The Tiger in the Light

I have always aspired to a more spacious form that would be free from the claims of poetry or prose and would let us understand each other without exposing the author or reader to sublime agonies. In the very essence of poetry there is something indecent: a thing is brought forth which we didn't know we had in us, so we blink our eyes, as if a tiger had sprung out and stood in the light, lashing his tail.

Czesław Miłosz, The Collected Poems: 1931–1987 (trans. Czesław Miłosz and Lillian Vallee) (1968) · Excerpt

Miłosz wrote “Ars Poetica?” in 1968, and the question mark in its title does quiet, important work. A poem about the art of poetry that can’t quite commit to being definitive. It prefers to ask.

The opening stanza, excerpted here alongside the second from a longer poem, voices a wish that feels strikingly current: for a “spacious form” free from the claims of any single genre, one that lets people understand each other without exposing anyone to “sublime agonies.” It is the longing for communication without cost, for clarity without vulnerability. If we could get the result without the exposure, most of us would probably take it.

But then comes the tiger. Miłosz insists that something “indecent” lives at the heart of poetry: “a thing is brought forth which we didn’t know we had in us.” The act of making becomes a kind of ambush. We sit down to write about one subject and something else leaps forward, something we weren’t planning on, something that makes us blink in the sudden light. The tiger isn’t summoned. It appears because the labor of making pried open a door we didn’t know was there. And notice that Miłosz doesn’t say we create the tiger. We bring it forth. The distinction matters. We are not so much the author of the thing as the occasion for its arrival.
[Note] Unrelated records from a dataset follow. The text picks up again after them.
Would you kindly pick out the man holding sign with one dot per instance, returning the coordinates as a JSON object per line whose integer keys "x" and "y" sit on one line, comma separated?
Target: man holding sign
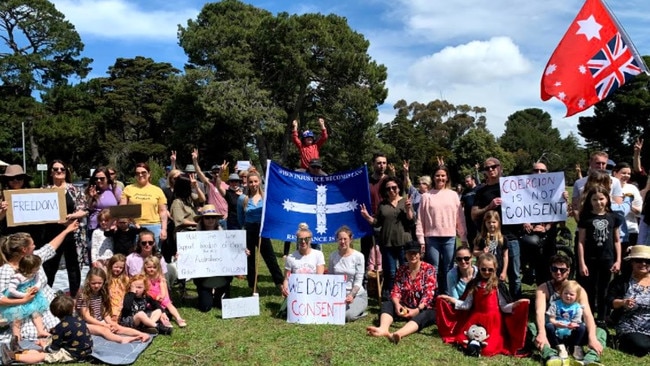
{"x": 488, "y": 198}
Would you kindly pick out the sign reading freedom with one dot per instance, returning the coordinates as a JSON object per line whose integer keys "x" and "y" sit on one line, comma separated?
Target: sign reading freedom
{"x": 533, "y": 198}
{"x": 35, "y": 206}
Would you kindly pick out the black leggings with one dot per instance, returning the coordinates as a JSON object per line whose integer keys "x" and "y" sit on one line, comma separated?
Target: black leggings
{"x": 67, "y": 250}
{"x": 634, "y": 343}
{"x": 266, "y": 250}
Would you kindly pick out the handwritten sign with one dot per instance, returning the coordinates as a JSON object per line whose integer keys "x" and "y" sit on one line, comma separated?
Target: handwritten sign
{"x": 240, "y": 307}
{"x": 35, "y": 206}
{"x": 533, "y": 198}
{"x": 211, "y": 253}
{"x": 316, "y": 299}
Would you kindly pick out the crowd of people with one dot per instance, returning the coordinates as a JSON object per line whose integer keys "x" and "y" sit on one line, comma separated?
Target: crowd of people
{"x": 472, "y": 292}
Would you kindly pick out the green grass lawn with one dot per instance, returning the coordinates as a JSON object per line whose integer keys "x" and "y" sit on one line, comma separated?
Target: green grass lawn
{"x": 209, "y": 340}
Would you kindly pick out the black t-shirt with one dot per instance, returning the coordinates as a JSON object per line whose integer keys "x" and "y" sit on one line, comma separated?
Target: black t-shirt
{"x": 599, "y": 235}
{"x": 484, "y": 196}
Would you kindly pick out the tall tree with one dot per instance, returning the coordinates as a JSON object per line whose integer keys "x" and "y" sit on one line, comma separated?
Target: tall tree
{"x": 305, "y": 66}
{"x": 620, "y": 119}
{"x": 39, "y": 49}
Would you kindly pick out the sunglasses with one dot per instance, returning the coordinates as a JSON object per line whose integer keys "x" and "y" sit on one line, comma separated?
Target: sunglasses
{"x": 559, "y": 269}
{"x": 641, "y": 260}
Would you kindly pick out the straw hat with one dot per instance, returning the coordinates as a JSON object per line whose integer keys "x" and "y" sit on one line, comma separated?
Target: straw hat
{"x": 208, "y": 210}
{"x": 639, "y": 251}
{"x": 15, "y": 171}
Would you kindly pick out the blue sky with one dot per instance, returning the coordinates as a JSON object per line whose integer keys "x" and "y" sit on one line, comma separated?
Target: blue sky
{"x": 476, "y": 52}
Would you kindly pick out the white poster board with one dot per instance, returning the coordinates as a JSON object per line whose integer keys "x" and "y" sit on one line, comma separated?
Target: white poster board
{"x": 35, "y": 206}
{"x": 533, "y": 198}
{"x": 211, "y": 253}
{"x": 316, "y": 299}
{"x": 240, "y": 307}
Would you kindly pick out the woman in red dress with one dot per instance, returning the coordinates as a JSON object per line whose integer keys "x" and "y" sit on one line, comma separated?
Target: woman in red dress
{"x": 484, "y": 304}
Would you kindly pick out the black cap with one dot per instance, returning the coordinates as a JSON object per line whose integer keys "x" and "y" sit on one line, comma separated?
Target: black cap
{"x": 315, "y": 163}
{"x": 412, "y": 246}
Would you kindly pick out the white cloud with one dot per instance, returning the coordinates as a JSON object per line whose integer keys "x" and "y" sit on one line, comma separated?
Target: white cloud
{"x": 473, "y": 63}
{"x": 122, "y": 19}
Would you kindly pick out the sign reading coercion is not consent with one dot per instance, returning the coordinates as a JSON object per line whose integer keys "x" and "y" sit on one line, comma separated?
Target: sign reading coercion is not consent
{"x": 35, "y": 206}
{"x": 316, "y": 299}
{"x": 211, "y": 253}
{"x": 533, "y": 198}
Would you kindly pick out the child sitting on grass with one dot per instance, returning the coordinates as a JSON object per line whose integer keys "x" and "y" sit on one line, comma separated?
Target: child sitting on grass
{"x": 71, "y": 340}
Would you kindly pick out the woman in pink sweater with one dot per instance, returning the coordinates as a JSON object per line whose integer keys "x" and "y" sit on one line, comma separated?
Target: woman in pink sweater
{"x": 440, "y": 218}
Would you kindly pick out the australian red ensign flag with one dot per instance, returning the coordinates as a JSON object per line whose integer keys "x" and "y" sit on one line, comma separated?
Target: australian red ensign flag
{"x": 593, "y": 59}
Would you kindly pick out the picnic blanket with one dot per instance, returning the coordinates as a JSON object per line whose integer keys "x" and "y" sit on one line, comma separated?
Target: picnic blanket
{"x": 108, "y": 352}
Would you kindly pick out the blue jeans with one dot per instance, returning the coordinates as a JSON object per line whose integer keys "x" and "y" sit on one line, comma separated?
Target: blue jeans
{"x": 439, "y": 253}
{"x": 390, "y": 258}
{"x": 155, "y": 229}
{"x": 514, "y": 269}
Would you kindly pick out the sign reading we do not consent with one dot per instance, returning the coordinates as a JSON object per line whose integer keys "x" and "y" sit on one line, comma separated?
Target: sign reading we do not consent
{"x": 211, "y": 253}
{"x": 533, "y": 198}
{"x": 35, "y": 206}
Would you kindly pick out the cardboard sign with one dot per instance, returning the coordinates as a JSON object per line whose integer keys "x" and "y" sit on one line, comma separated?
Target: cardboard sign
{"x": 316, "y": 299}
{"x": 240, "y": 307}
{"x": 533, "y": 198}
{"x": 130, "y": 211}
{"x": 211, "y": 253}
{"x": 35, "y": 206}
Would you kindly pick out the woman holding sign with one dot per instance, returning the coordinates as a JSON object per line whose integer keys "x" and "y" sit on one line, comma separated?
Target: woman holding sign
{"x": 153, "y": 202}
{"x": 411, "y": 298}
{"x": 210, "y": 289}
{"x": 349, "y": 262}
{"x": 74, "y": 247}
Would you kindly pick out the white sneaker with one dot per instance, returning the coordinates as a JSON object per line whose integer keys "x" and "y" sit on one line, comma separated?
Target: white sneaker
{"x": 578, "y": 353}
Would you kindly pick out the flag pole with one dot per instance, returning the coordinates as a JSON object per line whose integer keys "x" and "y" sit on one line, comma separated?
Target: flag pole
{"x": 626, "y": 37}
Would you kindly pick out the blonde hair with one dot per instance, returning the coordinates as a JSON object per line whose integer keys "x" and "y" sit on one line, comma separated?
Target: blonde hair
{"x": 156, "y": 262}
{"x": 303, "y": 228}
{"x": 12, "y": 246}
{"x": 490, "y": 215}
{"x": 571, "y": 285}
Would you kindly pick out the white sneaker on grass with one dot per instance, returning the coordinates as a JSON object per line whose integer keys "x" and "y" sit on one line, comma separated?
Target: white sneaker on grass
{"x": 578, "y": 353}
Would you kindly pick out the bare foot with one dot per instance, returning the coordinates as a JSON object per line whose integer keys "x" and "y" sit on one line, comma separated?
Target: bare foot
{"x": 129, "y": 339}
{"x": 376, "y": 332}
{"x": 143, "y": 337}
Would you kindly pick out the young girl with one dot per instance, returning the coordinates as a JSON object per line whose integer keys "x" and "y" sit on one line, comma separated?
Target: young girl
{"x": 94, "y": 307}
{"x": 118, "y": 283}
{"x": 485, "y": 302}
{"x": 158, "y": 288}
{"x": 101, "y": 249}
{"x": 565, "y": 321}
{"x": 491, "y": 241}
{"x": 599, "y": 247}
{"x": 140, "y": 310}
{"x": 22, "y": 283}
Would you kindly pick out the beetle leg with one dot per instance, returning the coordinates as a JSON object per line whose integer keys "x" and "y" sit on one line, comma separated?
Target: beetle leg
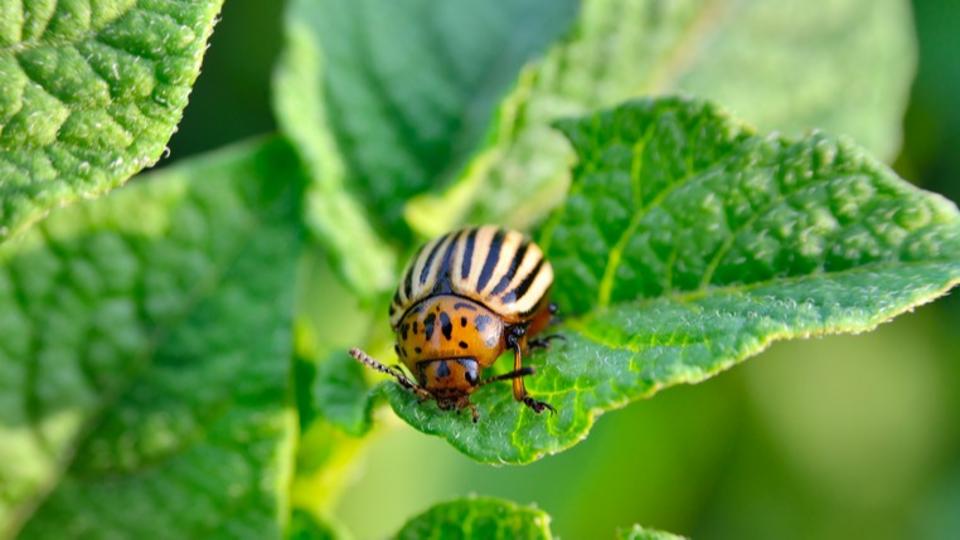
{"x": 516, "y": 338}
{"x": 522, "y": 372}
{"x": 393, "y": 371}
{"x": 473, "y": 411}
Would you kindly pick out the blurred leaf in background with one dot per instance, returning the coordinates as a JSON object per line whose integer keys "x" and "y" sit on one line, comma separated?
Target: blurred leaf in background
{"x": 844, "y": 67}
{"x": 387, "y": 99}
{"x": 89, "y": 96}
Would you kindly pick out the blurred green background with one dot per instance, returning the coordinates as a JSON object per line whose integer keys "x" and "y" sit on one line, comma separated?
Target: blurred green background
{"x": 855, "y": 436}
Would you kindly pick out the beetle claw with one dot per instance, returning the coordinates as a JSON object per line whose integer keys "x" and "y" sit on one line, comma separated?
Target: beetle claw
{"x": 538, "y": 406}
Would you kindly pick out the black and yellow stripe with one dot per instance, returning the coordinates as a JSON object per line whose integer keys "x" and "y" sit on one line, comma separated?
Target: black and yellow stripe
{"x": 500, "y": 268}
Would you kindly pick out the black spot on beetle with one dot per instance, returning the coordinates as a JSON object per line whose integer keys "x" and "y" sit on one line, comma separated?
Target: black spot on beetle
{"x": 481, "y": 322}
{"x": 446, "y": 326}
{"x": 428, "y": 324}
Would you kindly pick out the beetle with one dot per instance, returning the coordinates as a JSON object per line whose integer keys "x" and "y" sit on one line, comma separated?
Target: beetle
{"x": 464, "y": 298}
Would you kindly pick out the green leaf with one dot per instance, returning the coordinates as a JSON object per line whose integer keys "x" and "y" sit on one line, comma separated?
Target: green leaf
{"x": 642, "y": 533}
{"x": 304, "y": 526}
{"x": 388, "y": 99}
{"x": 687, "y": 244}
{"x": 480, "y": 518}
{"x": 90, "y": 93}
{"x": 779, "y": 65}
{"x": 145, "y": 358}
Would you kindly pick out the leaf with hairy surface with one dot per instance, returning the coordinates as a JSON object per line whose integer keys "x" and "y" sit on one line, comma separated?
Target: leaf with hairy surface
{"x": 689, "y": 243}
{"x": 145, "y": 352}
{"x": 388, "y": 99}
{"x": 844, "y": 67}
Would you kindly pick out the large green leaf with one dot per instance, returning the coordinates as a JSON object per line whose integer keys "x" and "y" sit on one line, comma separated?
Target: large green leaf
{"x": 687, "y": 244}
{"x": 479, "y": 518}
{"x": 90, "y": 93}
{"x": 145, "y": 352}
{"x": 844, "y": 66}
{"x": 388, "y": 99}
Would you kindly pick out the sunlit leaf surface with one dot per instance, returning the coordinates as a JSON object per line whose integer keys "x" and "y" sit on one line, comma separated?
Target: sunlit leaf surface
{"x": 687, "y": 244}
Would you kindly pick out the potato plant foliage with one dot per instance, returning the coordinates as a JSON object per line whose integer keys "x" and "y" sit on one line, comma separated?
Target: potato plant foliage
{"x": 163, "y": 370}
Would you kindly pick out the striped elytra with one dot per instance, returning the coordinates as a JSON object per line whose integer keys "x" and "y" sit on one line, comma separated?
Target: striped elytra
{"x": 465, "y": 298}
{"x": 499, "y": 268}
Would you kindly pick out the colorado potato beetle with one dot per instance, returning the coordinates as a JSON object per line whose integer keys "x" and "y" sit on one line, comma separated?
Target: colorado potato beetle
{"x": 463, "y": 299}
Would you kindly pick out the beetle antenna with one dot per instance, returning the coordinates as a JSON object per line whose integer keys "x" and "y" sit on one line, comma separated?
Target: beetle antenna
{"x": 402, "y": 379}
{"x": 522, "y": 372}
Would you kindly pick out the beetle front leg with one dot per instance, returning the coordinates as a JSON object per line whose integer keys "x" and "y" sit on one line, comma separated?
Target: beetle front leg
{"x": 516, "y": 339}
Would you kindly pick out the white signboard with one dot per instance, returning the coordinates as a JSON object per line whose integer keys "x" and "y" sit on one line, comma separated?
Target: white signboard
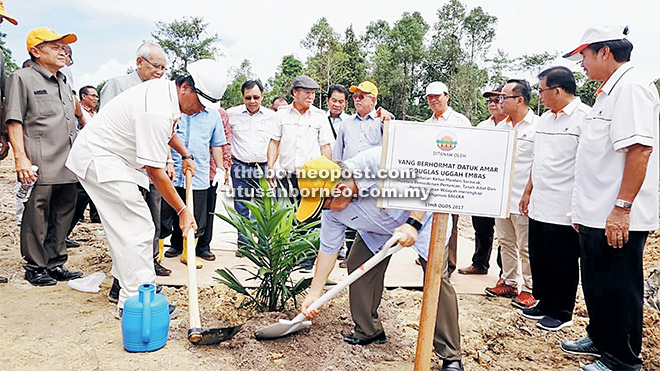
{"x": 462, "y": 170}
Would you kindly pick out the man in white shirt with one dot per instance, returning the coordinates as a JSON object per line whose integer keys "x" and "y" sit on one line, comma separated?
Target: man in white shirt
{"x": 131, "y": 133}
{"x": 615, "y": 198}
{"x": 484, "y": 226}
{"x": 437, "y": 96}
{"x": 300, "y": 132}
{"x": 554, "y": 250}
{"x": 250, "y": 124}
{"x": 336, "y": 101}
{"x": 512, "y": 231}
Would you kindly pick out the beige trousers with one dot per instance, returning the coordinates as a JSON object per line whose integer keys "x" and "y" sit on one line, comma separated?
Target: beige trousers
{"x": 512, "y": 235}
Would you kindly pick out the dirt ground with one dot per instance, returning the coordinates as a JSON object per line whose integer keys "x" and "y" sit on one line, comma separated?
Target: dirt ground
{"x": 57, "y": 328}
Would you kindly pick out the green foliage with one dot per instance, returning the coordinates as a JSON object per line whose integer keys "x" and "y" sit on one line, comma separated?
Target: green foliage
{"x": 10, "y": 66}
{"x": 280, "y": 84}
{"x": 276, "y": 244}
{"x": 184, "y": 42}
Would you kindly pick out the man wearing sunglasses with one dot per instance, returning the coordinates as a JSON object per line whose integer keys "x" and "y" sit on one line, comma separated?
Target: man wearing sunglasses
{"x": 42, "y": 127}
{"x": 346, "y": 203}
{"x": 132, "y": 132}
{"x": 512, "y": 231}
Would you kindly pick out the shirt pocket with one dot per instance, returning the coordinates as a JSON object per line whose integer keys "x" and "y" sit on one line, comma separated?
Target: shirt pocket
{"x": 47, "y": 105}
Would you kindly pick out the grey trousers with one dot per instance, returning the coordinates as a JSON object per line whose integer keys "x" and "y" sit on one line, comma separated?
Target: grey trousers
{"x": 46, "y": 219}
{"x": 365, "y": 295}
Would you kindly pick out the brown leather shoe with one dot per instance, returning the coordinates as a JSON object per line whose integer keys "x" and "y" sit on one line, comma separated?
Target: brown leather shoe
{"x": 472, "y": 270}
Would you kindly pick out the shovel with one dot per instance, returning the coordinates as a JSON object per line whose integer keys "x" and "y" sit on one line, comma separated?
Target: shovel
{"x": 286, "y": 327}
{"x": 196, "y": 334}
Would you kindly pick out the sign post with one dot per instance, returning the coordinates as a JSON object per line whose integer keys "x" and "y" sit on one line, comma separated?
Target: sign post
{"x": 460, "y": 170}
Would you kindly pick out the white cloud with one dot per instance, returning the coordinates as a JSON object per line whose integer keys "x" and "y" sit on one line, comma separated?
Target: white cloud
{"x": 105, "y": 71}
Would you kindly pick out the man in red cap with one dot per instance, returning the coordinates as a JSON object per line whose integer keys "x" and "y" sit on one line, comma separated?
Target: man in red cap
{"x": 42, "y": 127}
{"x": 615, "y": 198}
{"x": 4, "y": 141}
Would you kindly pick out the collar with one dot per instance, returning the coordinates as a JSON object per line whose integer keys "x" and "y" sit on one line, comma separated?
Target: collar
{"x": 448, "y": 112}
{"x": 47, "y": 74}
{"x": 608, "y": 85}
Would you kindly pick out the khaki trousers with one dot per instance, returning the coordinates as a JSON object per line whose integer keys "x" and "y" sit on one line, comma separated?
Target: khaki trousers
{"x": 512, "y": 234}
{"x": 365, "y": 295}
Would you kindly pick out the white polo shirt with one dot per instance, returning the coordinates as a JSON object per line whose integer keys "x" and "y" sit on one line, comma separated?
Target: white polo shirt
{"x": 524, "y": 153}
{"x": 251, "y": 133}
{"x": 131, "y": 131}
{"x": 451, "y": 118}
{"x": 625, "y": 113}
{"x": 489, "y": 123}
{"x": 300, "y": 136}
{"x": 553, "y": 167}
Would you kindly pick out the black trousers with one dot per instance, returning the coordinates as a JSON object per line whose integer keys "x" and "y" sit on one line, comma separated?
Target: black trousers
{"x": 613, "y": 284}
{"x": 170, "y": 221}
{"x": 554, "y": 254}
{"x": 46, "y": 220}
{"x": 484, "y": 229}
{"x": 204, "y": 241}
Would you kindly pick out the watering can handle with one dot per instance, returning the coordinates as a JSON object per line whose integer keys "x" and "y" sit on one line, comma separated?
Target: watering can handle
{"x": 146, "y": 317}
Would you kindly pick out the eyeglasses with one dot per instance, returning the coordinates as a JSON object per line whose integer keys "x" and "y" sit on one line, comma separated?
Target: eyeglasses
{"x": 505, "y": 97}
{"x": 154, "y": 65}
{"x": 359, "y": 96}
{"x": 546, "y": 89}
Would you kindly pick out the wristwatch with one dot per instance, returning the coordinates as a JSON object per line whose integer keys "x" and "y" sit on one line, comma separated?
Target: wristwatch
{"x": 415, "y": 223}
{"x": 623, "y": 204}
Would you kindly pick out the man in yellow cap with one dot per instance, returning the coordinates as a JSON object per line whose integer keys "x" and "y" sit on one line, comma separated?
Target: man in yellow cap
{"x": 4, "y": 141}
{"x": 350, "y": 201}
{"x": 41, "y": 121}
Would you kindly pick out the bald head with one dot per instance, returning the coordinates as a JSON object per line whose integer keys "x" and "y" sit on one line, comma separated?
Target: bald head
{"x": 151, "y": 61}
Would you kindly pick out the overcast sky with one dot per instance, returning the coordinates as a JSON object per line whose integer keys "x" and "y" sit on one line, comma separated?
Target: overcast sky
{"x": 264, "y": 31}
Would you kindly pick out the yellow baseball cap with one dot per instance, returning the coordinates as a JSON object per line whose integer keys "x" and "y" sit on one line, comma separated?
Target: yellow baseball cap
{"x": 3, "y": 14}
{"x": 315, "y": 180}
{"x": 44, "y": 34}
{"x": 366, "y": 87}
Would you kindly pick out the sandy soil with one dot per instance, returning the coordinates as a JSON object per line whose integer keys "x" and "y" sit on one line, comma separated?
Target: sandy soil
{"x": 59, "y": 328}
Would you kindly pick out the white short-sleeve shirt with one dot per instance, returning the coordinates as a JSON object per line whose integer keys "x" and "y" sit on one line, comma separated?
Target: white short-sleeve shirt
{"x": 451, "y": 118}
{"x": 553, "y": 167}
{"x": 251, "y": 133}
{"x": 131, "y": 131}
{"x": 625, "y": 113}
{"x": 524, "y": 154}
{"x": 300, "y": 136}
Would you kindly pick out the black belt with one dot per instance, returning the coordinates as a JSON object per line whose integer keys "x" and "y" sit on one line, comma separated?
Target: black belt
{"x": 250, "y": 164}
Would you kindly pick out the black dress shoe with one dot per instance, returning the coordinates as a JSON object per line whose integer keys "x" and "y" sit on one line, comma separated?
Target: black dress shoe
{"x": 39, "y": 278}
{"x": 160, "y": 270}
{"x": 206, "y": 255}
{"x": 455, "y": 365}
{"x": 62, "y": 274}
{"x": 172, "y": 252}
{"x": 378, "y": 339}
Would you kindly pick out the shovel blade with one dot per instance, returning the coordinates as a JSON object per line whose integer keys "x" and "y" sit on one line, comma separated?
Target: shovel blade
{"x": 281, "y": 328}
{"x": 211, "y": 336}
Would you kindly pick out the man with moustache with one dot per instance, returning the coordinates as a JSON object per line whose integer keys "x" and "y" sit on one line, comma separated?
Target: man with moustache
{"x": 615, "y": 198}
{"x": 40, "y": 115}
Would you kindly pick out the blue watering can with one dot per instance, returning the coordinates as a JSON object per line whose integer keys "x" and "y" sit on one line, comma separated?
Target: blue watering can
{"x": 145, "y": 321}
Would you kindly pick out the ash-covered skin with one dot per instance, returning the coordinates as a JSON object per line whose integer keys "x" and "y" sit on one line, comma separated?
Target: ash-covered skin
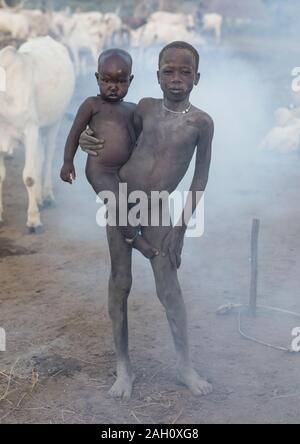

There is a difference, Miłosz seems to say, between producing a thing and being startled by one. Both may result in good work. Both may reach a reader. But only one involves the shock of discovering something hidden in yourself, something you could not have requested because you didn’t know it existed. The question mark in his title lingers over everything: can we have the spacious form and the tiger both? And if a tool could give us the form while sparing us the ambush, would we feel relieved, or would we sense that something had gone quiet inside us?